Thursday, 25 Apr 2024

CDC is ‘conflating results of two different COVID tests and distorting metrics used by states in reopenings’ – The Sun

FIGURES from the Centers for Disease Control that states use to make decisions about reopening are useless, experts say.

The CDC has been conflating the results of viral and antibody tests, it confirmed to The Atlantic, distorting crucial data about the spread of COVID-19.

Ashish Jha, the K. T. Li Professor of Global Health at Harvard and the director of the Harvard Global Health Institute, said the situation is a “mistake” and a “mess”.

Viral tests are done by a nose swab or saliva sample to determine if a person is currently sick, while antibody tests are taken by a blood sample to see if they have ever had COVID-19.

Antibody tests tend to have a lower percent-positive rate than viral tests, Jha explained, because they are for the general population, while viral tests are for people showing symptoms or likely to have been exposed to COVID-19.

So combining the results of the two “will drive down your positive rate in a very dramatic way” and make the metrics “uninterpretable”.

“The viral testing is to understand how many people are getting infected, while antibody testing is like looking in the rearview mirror. The two tests are totally different signals.”

It means many more Americans could be sick with the virus than the CDC says, and that governors could be in the dark as they make decisions about reopening.

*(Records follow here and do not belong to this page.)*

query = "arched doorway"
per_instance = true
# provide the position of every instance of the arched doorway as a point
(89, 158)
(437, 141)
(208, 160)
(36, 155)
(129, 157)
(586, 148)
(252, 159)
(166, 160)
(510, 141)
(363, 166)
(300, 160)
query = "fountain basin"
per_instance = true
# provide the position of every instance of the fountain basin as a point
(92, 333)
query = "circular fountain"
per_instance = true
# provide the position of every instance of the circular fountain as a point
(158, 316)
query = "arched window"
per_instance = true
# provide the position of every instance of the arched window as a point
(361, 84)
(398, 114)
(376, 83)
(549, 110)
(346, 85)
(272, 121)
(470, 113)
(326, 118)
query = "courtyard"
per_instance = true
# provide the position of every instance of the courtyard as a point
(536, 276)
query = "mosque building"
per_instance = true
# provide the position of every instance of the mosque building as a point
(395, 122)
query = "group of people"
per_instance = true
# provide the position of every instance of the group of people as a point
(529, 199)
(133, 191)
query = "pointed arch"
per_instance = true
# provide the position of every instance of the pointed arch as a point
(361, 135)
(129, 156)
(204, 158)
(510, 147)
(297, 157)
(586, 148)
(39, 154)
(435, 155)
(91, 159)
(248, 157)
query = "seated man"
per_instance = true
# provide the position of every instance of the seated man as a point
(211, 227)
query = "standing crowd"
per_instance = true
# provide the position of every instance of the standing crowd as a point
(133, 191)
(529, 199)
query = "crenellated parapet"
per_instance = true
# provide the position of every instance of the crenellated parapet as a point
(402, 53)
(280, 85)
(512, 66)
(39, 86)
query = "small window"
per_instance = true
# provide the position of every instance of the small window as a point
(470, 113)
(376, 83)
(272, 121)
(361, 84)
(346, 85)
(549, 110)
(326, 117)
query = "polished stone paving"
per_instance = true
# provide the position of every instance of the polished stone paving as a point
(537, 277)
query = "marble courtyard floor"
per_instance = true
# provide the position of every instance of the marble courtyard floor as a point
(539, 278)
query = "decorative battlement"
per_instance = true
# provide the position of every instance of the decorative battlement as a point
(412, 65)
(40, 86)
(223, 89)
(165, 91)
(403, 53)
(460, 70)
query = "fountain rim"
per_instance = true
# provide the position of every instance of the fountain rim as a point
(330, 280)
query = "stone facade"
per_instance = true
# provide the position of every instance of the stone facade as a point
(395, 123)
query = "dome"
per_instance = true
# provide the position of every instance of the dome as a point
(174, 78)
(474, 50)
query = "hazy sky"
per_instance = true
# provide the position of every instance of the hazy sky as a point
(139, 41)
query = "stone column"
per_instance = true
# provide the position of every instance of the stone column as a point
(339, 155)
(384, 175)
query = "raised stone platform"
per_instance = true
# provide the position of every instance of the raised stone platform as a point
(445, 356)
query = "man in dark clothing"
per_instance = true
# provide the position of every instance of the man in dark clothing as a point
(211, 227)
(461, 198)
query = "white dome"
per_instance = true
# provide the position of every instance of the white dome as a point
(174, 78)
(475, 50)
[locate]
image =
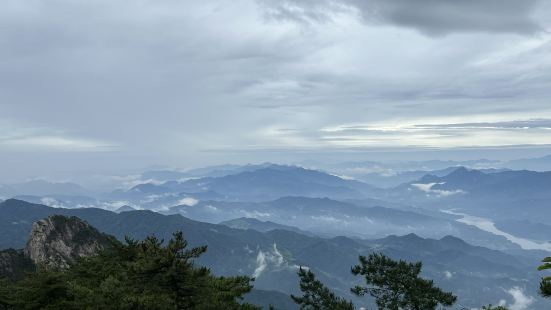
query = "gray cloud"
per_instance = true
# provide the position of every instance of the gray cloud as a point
(166, 82)
(432, 17)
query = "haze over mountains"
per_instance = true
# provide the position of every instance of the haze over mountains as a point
(485, 226)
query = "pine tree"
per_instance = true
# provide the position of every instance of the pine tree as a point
(545, 284)
(132, 275)
(397, 285)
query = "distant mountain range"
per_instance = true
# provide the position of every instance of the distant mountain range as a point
(259, 184)
(501, 195)
(478, 275)
(42, 187)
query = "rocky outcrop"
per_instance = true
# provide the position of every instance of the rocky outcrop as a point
(54, 242)
(57, 241)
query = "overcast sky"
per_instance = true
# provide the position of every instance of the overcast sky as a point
(111, 85)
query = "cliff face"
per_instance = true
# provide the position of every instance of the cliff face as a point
(57, 241)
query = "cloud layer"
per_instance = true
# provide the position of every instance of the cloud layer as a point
(197, 82)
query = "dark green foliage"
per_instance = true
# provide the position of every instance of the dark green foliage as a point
(490, 307)
(14, 264)
(545, 284)
(316, 296)
(397, 285)
(134, 275)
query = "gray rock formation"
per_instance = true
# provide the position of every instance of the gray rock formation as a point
(57, 241)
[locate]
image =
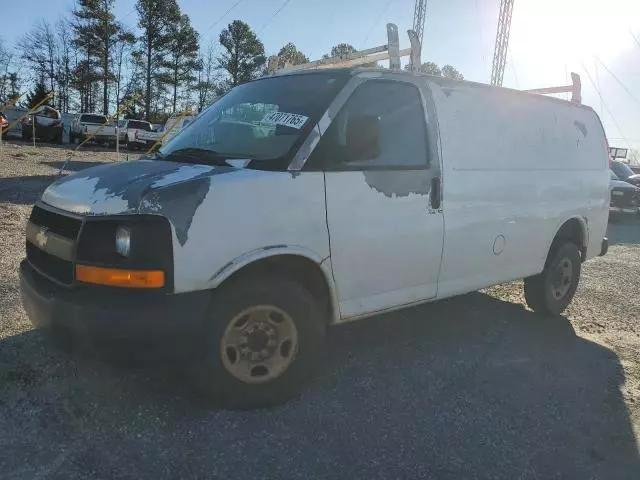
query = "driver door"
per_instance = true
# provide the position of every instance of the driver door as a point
(382, 199)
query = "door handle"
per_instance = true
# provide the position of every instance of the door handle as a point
(434, 194)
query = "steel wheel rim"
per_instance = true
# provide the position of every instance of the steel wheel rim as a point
(259, 344)
(562, 279)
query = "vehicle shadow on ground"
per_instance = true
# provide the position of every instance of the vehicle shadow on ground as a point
(28, 189)
(472, 387)
(24, 190)
(88, 147)
(72, 165)
(624, 229)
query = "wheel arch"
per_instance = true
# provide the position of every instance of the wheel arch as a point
(574, 229)
(305, 266)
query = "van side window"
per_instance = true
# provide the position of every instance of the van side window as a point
(380, 127)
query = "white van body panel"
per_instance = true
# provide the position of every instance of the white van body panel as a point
(515, 168)
(243, 213)
(385, 247)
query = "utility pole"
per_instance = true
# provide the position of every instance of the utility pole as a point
(419, 15)
(502, 42)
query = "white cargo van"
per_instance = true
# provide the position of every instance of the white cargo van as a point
(305, 200)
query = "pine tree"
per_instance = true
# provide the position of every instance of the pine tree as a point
(182, 59)
(244, 57)
(98, 31)
(155, 17)
(37, 94)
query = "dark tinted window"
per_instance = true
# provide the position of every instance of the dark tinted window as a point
(98, 119)
(622, 170)
(139, 125)
(401, 125)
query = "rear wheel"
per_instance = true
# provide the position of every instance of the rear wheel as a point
(551, 291)
(261, 343)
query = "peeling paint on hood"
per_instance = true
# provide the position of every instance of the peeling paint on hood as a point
(119, 188)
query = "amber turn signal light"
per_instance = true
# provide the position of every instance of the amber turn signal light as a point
(117, 277)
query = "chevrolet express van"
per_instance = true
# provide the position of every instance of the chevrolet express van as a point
(304, 200)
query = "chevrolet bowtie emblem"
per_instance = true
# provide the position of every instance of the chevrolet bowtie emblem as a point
(41, 237)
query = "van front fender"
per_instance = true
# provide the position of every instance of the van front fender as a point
(272, 251)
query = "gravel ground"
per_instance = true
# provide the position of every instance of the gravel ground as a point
(472, 387)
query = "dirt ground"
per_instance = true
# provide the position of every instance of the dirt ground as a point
(472, 387)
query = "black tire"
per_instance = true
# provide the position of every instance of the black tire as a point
(542, 291)
(227, 390)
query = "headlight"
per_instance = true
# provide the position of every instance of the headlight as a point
(123, 241)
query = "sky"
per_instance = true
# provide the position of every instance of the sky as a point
(549, 39)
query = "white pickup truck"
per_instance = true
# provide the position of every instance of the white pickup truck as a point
(131, 133)
(94, 126)
(306, 200)
(171, 128)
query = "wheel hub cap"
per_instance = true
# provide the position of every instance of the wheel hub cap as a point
(259, 344)
(562, 278)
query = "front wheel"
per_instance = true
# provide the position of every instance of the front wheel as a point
(551, 291)
(261, 343)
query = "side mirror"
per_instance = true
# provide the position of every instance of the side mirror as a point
(363, 138)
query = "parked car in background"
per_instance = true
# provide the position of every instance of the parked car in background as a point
(94, 126)
(130, 131)
(174, 125)
(171, 128)
(624, 172)
(625, 197)
(4, 125)
(48, 125)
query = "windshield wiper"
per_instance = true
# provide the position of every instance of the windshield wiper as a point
(198, 155)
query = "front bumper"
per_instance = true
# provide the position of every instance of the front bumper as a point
(604, 248)
(630, 209)
(111, 313)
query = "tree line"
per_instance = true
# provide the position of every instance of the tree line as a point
(96, 63)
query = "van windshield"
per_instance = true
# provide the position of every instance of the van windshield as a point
(261, 120)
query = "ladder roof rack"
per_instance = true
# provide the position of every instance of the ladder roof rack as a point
(391, 51)
(575, 89)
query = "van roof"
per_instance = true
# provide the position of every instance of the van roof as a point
(351, 71)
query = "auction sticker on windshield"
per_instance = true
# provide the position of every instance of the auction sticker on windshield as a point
(292, 120)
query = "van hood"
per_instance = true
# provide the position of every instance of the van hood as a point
(622, 185)
(119, 188)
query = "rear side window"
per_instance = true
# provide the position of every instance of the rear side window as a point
(97, 119)
(402, 137)
(139, 125)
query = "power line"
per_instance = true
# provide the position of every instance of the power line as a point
(615, 122)
(635, 38)
(617, 80)
(513, 67)
(219, 19)
(375, 23)
(275, 14)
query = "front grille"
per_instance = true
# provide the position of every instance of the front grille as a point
(64, 226)
(56, 268)
(50, 265)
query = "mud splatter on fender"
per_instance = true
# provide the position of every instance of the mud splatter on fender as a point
(399, 183)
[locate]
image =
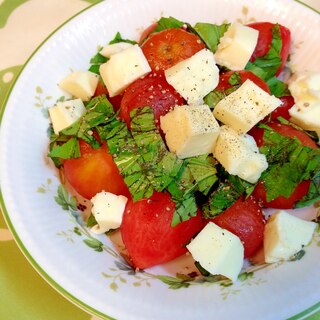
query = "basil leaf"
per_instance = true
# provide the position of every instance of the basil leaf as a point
(289, 163)
(278, 88)
(267, 66)
(210, 33)
(69, 149)
(313, 195)
(203, 170)
(229, 191)
(162, 165)
(212, 98)
(99, 110)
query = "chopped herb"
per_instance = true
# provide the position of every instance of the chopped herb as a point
(210, 33)
(267, 66)
(289, 164)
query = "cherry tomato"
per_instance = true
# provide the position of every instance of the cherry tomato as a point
(93, 172)
(166, 48)
(115, 101)
(152, 91)
(147, 232)
(244, 75)
(147, 32)
(302, 189)
(245, 219)
(265, 38)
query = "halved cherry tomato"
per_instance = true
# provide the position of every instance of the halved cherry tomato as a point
(265, 39)
(245, 219)
(147, 232)
(146, 32)
(93, 172)
(166, 48)
(153, 91)
(244, 75)
(284, 129)
(115, 101)
(302, 189)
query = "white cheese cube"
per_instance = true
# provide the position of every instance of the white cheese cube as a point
(306, 93)
(285, 235)
(194, 77)
(65, 113)
(236, 46)
(190, 130)
(239, 155)
(108, 210)
(245, 107)
(110, 49)
(123, 68)
(81, 84)
(218, 251)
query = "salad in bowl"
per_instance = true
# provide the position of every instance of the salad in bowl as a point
(181, 161)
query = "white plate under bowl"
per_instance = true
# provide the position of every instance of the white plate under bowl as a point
(96, 281)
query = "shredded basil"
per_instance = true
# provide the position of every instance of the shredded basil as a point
(210, 33)
(267, 66)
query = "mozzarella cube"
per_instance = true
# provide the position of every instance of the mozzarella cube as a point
(194, 77)
(65, 113)
(245, 107)
(218, 251)
(306, 93)
(239, 155)
(123, 68)
(190, 130)
(108, 210)
(81, 84)
(236, 46)
(110, 49)
(285, 235)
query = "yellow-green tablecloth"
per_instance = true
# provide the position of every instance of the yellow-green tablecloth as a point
(23, 26)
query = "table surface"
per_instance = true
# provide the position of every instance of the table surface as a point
(24, 294)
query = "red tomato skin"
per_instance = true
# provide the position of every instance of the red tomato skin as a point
(302, 189)
(153, 91)
(166, 48)
(244, 75)
(147, 232)
(245, 219)
(265, 38)
(282, 110)
(93, 172)
(115, 101)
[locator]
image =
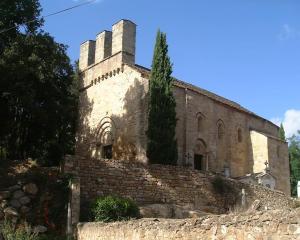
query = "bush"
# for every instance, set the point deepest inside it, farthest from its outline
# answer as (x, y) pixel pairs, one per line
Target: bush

Some, but not all, states are following the CDC’s lead and lumping the data from the two different tests together. Pennsylvania, Texas, Georgia and Vermont all confirmed to The Atlantic they were treating the results this way.

A spokesperson for the CDC told The Atlantic they would separate the two different metrics in the coming weeks.

It comes as all 50 states have eased restrictions, after stay-at-home orders were implemented across the US as the outbreak hit the US hard in March.